Policjanci z Pabianic zatrzymali dwóch mężczyzn podejrzewanych o rozbój na 71-latku. Na wniosek prokuratury, sąd postanowił zastosować wobec przestępczego duetu tymczasowy areszt na okres 3 miesięcy. Teraz może im grozić kara do 12 lat pozbawienia wolności.
Sprawa rozpoczęła się 26 marca na jednej ze stacji paliw w centrum miasta. Tuż po godzinie 22.00 na teren ogrodzonego przedsiębiorstwa weszło dwóch mężczyzn. Stacja była już nieczynna, jednak w pomieszczeniu przebywał jeszcze 71-letni pracownik. Kiedy usłyszał odgłosy z podwórka, wyszedł na zewnątrz.
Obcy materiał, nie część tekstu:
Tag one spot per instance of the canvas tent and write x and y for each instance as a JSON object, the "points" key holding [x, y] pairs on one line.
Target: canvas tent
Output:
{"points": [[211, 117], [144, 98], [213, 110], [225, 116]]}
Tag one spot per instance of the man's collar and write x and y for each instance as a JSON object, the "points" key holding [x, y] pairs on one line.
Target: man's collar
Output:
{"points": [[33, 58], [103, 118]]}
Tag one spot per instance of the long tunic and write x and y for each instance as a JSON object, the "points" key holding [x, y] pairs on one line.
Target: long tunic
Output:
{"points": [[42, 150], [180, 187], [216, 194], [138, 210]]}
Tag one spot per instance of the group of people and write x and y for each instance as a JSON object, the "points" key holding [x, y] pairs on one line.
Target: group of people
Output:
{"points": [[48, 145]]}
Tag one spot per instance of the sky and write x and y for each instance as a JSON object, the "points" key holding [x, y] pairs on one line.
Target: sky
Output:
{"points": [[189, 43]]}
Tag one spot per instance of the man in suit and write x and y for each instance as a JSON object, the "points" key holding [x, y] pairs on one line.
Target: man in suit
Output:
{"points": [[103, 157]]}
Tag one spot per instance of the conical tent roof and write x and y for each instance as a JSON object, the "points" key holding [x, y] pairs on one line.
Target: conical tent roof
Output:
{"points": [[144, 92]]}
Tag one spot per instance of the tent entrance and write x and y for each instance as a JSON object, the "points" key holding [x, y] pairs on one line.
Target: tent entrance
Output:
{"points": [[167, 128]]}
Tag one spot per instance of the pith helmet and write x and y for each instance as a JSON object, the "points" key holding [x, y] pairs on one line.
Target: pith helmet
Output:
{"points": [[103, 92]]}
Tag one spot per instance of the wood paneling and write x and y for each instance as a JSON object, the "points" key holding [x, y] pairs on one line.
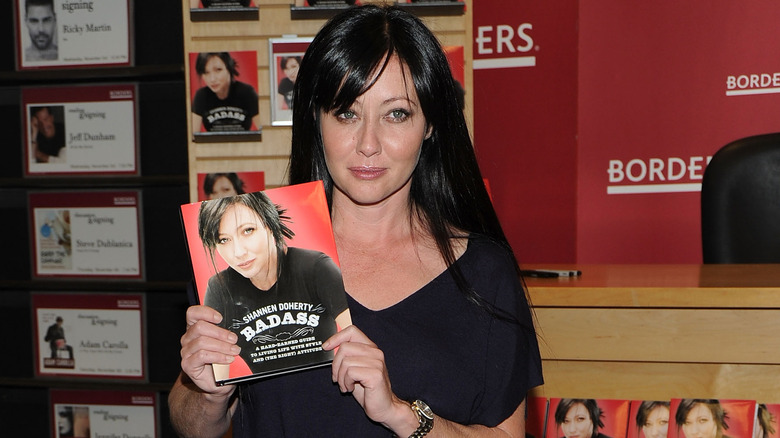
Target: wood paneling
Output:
{"points": [[660, 332]]}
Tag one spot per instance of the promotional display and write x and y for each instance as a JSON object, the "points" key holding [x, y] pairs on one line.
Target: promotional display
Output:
{"points": [[86, 234], [569, 417], [219, 184], [89, 335], [711, 418], [536, 417], [267, 262], [70, 33], [110, 414], [648, 419], [285, 57], [80, 130], [223, 89]]}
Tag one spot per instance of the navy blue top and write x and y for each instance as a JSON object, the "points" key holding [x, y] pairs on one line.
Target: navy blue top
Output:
{"points": [[469, 366]]}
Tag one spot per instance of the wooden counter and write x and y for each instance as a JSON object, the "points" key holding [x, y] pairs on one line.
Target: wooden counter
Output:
{"points": [[660, 331]]}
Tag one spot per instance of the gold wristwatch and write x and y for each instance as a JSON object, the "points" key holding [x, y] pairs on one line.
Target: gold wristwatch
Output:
{"points": [[424, 416]]}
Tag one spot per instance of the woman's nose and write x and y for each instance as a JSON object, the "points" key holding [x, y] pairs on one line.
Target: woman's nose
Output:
{"points": [[368, 142]]}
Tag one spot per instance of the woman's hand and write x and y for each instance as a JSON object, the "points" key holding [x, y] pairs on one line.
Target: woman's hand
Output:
{"points": [[359, 367], [203, 344]]}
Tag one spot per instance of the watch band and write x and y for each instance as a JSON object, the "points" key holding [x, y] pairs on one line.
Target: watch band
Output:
{"points": [[424, 416]]}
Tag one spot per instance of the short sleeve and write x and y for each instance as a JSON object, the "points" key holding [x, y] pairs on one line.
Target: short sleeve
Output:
{"points": [[512, 359]]}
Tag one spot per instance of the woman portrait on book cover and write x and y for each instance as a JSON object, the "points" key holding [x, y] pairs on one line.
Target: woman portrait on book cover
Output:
{"points": [[701, 418], [223, 103], [280, 301], [580, 418], [652, 418]]}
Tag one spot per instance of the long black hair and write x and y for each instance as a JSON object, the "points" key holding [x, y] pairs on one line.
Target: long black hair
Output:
{"points": [[447, 190]]}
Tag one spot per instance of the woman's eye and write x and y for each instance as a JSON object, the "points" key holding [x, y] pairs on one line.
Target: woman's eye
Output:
{"points": [[346, 115], [399, 114]]}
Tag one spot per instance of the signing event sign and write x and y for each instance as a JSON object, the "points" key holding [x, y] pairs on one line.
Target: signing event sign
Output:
{"points": [[90, 335], [86, 234], [80, 130], [72, 33], [103, 413]]}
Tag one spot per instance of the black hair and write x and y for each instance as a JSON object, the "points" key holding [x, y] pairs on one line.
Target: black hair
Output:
{"points": [[447, 192], [594, 412], [211, 178], [28, 3], [644, 411], [271, 215], [718, 414], [203, 59]]}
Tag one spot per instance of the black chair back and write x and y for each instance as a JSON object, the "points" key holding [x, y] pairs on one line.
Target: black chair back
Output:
{"points": [[740, 202]]}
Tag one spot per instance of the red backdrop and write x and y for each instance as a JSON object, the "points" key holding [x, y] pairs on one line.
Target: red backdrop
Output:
{"points": [[647, 92]]}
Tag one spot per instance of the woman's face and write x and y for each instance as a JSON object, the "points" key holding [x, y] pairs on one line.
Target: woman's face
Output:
{"points": [[657, 422], [246, 244], [372, 149], [700, 423], [222, 188], [217, 77], [291, 69], [577, 423]]}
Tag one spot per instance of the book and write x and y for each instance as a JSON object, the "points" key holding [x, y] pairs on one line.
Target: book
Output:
{"points": [[648, 419], [602, 418], [706, 418], [535, 417], [267, 262]]}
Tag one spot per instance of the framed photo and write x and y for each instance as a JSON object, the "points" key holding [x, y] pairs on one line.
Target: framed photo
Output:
{"points": [[220, 184], [325, 3], [84, 413], [223, 93], [89, 335], [68, 34], [83, 234], [285, 58], [80, 130], [223, 10]]}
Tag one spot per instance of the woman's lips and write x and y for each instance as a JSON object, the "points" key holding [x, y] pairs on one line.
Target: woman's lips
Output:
{"points": [[246, 264], [365, 172]]}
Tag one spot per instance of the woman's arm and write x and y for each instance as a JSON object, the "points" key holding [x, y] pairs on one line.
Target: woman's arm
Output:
{"points": [[359, 368], [198, 407]]}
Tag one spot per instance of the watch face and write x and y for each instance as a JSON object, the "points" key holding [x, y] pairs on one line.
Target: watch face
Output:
{"points": [[424, 409]]}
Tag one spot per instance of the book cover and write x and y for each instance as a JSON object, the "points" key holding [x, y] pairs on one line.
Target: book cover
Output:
{"points": [[648, 419], [711, 418], [535, 417], [766, 424], [267, 262], [574, 417]]}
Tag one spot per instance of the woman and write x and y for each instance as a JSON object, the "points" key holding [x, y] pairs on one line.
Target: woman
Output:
{"points": [[219, 185], [652, 418], [579, 418], [290, 65], [701, 418], [224, 104], [248, 232], [443, 341]]}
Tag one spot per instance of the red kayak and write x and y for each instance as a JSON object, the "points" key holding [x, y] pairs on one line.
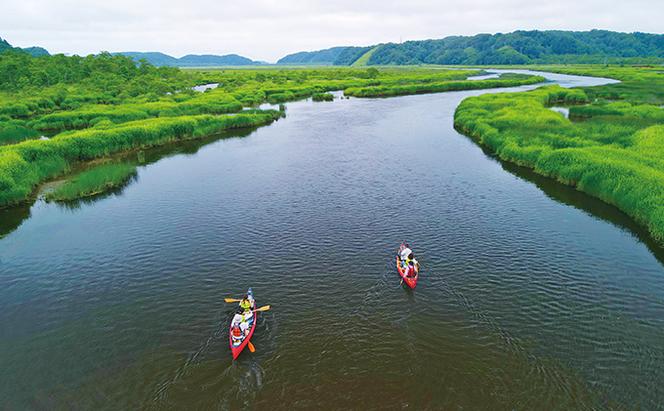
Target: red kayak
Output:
{"points": [[409, 274], [238, 343]]}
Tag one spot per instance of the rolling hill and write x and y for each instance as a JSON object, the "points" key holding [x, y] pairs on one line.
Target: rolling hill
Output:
{"points": [[191, 60], [519, 47]]}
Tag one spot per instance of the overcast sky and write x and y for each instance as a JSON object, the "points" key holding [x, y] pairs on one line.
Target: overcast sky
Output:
{"points": [[269, 29]]}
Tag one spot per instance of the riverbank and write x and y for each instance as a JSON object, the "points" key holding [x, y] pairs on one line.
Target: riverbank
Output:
{"points": [[108, 104], [612, 147]]}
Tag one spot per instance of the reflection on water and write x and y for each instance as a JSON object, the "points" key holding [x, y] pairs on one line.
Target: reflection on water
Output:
{"points": [[562, 110], [12, 217], [523, 302]]}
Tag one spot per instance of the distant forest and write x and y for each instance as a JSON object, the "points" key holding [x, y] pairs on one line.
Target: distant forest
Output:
{"points": [[519, 47]]}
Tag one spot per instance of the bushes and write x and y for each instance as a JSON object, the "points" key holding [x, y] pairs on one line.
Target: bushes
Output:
{"points": [[615, 154]]}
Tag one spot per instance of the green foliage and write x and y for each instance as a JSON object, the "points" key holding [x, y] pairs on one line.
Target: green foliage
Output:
{"points": [[24, 165], [14, 131], [322, 97], [93, 182], [437, 87], [524, 47], [616, 153], [643, 84]]}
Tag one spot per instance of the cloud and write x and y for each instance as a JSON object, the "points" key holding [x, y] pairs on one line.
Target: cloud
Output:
{"points": [[268, 29]]}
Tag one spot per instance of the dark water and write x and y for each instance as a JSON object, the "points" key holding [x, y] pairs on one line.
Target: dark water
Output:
{"points": [[531, 296]]}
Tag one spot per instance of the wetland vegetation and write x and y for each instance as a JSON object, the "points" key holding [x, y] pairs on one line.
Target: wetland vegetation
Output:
{"points": [[612, 147], [96, 106]]}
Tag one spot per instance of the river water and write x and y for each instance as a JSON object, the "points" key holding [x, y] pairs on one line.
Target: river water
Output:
{"points": [[531, 296]]}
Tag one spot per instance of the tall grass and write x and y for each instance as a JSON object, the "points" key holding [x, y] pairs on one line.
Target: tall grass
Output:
{"points": [[616, 153], [92, 182], [437, 87], [24, 165]]}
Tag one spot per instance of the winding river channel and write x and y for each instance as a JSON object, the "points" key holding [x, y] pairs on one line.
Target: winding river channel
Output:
{"points": [[531, 296]]}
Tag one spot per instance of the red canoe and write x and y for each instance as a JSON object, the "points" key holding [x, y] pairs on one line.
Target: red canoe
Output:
{"points": [[409, 275], [238, 345]]}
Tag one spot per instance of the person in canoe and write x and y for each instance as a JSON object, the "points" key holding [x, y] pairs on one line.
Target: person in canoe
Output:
{"points": [[240, 327], [246, 304], [408, 261]]}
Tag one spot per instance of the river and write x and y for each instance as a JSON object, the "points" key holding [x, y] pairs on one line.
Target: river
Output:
{"points": [[531, 296]]}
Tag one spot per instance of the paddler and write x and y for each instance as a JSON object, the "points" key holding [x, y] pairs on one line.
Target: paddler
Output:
{"points": [[240, 325], [404, 254], [246, 304]]}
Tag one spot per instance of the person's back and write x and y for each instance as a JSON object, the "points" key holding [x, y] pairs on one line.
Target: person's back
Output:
{"points": [[405, 253], [245, 304]]}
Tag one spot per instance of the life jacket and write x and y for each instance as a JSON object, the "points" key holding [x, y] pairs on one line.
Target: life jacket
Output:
{"points": [[245, 305]]}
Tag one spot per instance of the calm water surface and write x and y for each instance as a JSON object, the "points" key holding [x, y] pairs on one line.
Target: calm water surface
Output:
{"points": [[532, 295]]}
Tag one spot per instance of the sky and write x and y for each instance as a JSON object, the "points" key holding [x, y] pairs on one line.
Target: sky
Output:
{"points": [[269, 29]]}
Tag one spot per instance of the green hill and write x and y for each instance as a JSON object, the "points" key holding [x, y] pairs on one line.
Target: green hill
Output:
{"points": [[33, 51], [364, 59], [519, 47], [190, 60]]}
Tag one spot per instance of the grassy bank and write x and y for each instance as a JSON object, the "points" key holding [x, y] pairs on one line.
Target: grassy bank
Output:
{"points": [[616, 153], [25, 165], [97, 106], [322, 97], [93, 182], [505, 80]]}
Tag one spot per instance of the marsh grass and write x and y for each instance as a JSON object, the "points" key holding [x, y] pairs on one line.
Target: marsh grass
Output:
{"points": [[93, 182], [322, 97], [615, 154]]}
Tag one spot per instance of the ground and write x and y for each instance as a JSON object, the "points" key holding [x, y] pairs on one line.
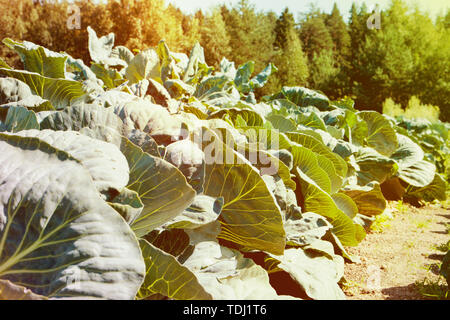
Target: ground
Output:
{"points": [[401, 256]]}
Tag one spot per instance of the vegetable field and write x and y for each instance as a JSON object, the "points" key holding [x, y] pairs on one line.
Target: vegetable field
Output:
{"points": [[151, 175]]}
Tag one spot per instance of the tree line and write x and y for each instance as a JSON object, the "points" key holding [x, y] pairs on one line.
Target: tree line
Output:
{"points": [[407, 56]]}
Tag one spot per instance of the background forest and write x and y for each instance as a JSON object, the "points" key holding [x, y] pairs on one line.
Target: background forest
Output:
{"points": [[402, 65]]}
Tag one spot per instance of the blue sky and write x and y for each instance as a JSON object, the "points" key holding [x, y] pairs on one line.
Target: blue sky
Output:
{"points": [[434, 7]]}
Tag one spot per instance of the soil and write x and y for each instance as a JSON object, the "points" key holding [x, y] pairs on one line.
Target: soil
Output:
{"points": [[401, 261]]}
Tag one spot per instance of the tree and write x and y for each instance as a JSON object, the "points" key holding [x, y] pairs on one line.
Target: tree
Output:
{"points": [[339, 35], [251, 34], [215, 38], [289, 57], [315, 35]]}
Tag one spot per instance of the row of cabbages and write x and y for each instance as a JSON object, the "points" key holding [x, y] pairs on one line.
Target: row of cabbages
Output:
{"points": [[153, 176]]}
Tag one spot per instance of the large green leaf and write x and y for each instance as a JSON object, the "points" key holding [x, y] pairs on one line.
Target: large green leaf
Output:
{"points": [[162, 188], [152, 119], [420, 174], [50, 227], [106, 164], [251, 118], [373, 166], [203, 210], [166, 276], [369, 199], [227, 275], [318, 147], [39, 59], [11, 291], [317, 275], [308, 229], [304, 97], [13, 90], [100, 49], [101, 120], [413, 169], [381, 135], [434, 190], [250, 216], [319, 201], [19, 118], [407, 153], [60, 92]]}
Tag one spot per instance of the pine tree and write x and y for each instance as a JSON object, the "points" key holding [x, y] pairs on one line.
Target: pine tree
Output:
{"points": [[315, 35], [215, 38], [339, 34], [289, 58]]}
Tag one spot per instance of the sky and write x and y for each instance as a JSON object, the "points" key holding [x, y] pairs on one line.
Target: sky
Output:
{"points": [[434, 7]]}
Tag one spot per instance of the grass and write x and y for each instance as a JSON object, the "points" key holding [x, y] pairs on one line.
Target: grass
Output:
{"points": [[382, 222], [435, 289], [444, 247]]}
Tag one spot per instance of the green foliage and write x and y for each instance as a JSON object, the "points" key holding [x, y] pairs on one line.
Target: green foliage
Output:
{"points": [[154, 176]]}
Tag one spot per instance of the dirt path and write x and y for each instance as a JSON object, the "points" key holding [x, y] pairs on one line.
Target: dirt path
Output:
{"points": [[402, 261]]}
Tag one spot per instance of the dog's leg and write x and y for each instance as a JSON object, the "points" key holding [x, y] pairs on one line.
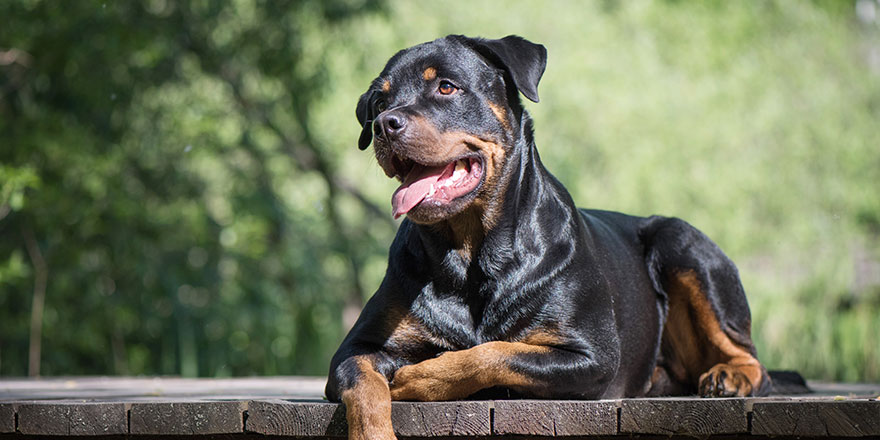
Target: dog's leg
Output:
{"points": [[533, 370], [706, 343], [367, 401], [733, 369]]}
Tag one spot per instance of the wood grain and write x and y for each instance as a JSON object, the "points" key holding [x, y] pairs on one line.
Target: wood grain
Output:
{"points": [[410, 419], [555, 418], [300, 419], [72, 419], [817, 418], [187, 418], [686, 416]]}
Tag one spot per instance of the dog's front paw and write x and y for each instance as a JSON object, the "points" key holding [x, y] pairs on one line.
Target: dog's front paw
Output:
{"points": [[724, 380], [430, 380]]}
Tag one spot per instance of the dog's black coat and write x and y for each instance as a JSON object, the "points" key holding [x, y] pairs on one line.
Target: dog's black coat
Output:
{"points": [[596, 280]]}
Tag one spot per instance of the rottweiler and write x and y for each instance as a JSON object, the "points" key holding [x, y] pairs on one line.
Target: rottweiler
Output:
{"points": [[497, 285]]}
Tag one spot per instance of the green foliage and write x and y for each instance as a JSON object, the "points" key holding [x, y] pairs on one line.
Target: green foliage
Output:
{"points": [[188, 168]]}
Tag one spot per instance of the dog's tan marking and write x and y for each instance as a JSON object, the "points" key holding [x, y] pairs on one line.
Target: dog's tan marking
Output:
{"points": [[458, 374], [429, 74], [368, 405], [701, 350], [500, 114]]}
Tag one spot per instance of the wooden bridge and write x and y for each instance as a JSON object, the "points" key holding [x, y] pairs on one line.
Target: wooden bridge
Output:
{"points": [[116, 407]]}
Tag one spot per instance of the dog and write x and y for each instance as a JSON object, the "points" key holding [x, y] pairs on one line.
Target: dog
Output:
{"points": [[497, 285]]}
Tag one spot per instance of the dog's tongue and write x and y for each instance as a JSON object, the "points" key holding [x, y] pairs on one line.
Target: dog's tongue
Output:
{"points": [[417, 185]]}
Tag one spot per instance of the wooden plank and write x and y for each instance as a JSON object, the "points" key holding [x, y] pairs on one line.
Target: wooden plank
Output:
{"points": [[301, 419], [683, 416], [187, 418], [106, 388], [817, 418], [555, 418], [444, 419], [441, 419], [72, 419], [7, 418]]}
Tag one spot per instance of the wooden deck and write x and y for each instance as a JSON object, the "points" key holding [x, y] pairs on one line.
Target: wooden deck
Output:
{"points": [[108, 407]]}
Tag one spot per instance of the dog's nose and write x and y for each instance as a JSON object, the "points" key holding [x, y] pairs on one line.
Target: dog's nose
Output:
{"points": [[391, 124]]}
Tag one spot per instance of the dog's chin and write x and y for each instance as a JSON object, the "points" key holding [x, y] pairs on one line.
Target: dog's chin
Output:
{"points": [[429, 212], [436, 191]]}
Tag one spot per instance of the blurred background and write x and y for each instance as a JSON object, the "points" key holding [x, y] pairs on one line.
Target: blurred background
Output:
{"points": [[181, 192]]}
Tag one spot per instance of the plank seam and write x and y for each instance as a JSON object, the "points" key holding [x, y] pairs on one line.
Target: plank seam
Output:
{"points": [[492, 418], [749, 421], [619, 413]]}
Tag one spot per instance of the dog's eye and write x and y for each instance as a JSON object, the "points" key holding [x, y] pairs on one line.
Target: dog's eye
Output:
{"points": [[446, 88]]}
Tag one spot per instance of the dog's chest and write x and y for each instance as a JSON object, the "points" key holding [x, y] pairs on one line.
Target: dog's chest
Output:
{"points": [[457, 322]]}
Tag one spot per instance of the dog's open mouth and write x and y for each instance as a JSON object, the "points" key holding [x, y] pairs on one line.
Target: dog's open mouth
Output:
{"points": [[434, 184]]}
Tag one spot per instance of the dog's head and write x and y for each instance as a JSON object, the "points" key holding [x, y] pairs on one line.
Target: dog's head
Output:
{"points": [[444, 115]]}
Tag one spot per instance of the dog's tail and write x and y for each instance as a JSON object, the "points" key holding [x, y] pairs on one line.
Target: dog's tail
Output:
{"points": [[788, 382]]}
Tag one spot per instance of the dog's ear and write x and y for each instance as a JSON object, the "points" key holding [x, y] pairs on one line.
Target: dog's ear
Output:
{"points": [[364, 113], [524, 60]]}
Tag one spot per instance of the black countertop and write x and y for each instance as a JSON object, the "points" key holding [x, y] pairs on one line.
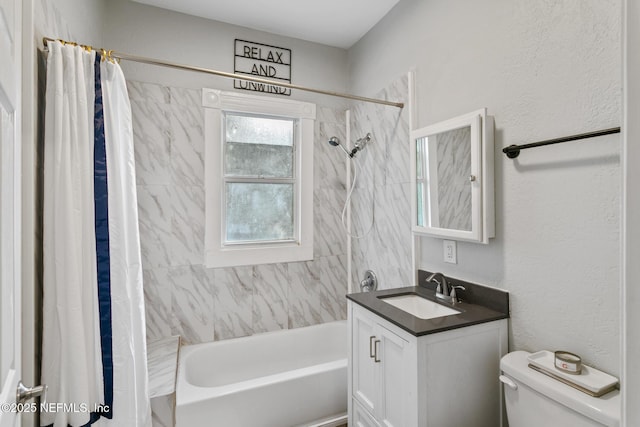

Napastnicy szarpali mężczyznę i uderzyli go w głowę, by go obezwładnić. Następnie weszli do pomieszczenia i zabrali kilka tysięcy utargu. Mimo zagrożenia i szarpaniny, pracownik rozpoznał jednego z agresorów. O całej sprawie natychmiast zawiadomił policję.
Funkcjonariusze dokładnie sprawdzili każdy ślad i dowód w sprawie. Sprawcy długo nie cieszyli się łupem, a także wolnością. Na podstawie prowadzonych czynności policjanci z Wydziału Kryminalnego pabianickiej komendy ustalili, że podejrzewani przebywają w jednym z łódzkich hoteli. Sprawcy nie kryli zaskoczenia, kiedy policjanci stanęli w drzwiach pokoju hotelowego. Mężczyźni wieku 25 i 26 lat zostali zatrzymani. Usłyszeli już prokuratorskie zarzuty rozboju.
-Szybko okazało się także, że byli sprawcami podobnego zdarzenia na terenie Pabianic kilka dni wcześniej – podkom. Ilona Sidorko z pabianickiej KPP.
Na wniosek prokuratora sąd zdecydował o zastosowaniu wobec podejrzanych 3 miesięcznego aresztu tymczasowego. Grozi im kara do 12 lat pozbawienia wolności. Obaj pabianiczanie byli wcześniej notowani.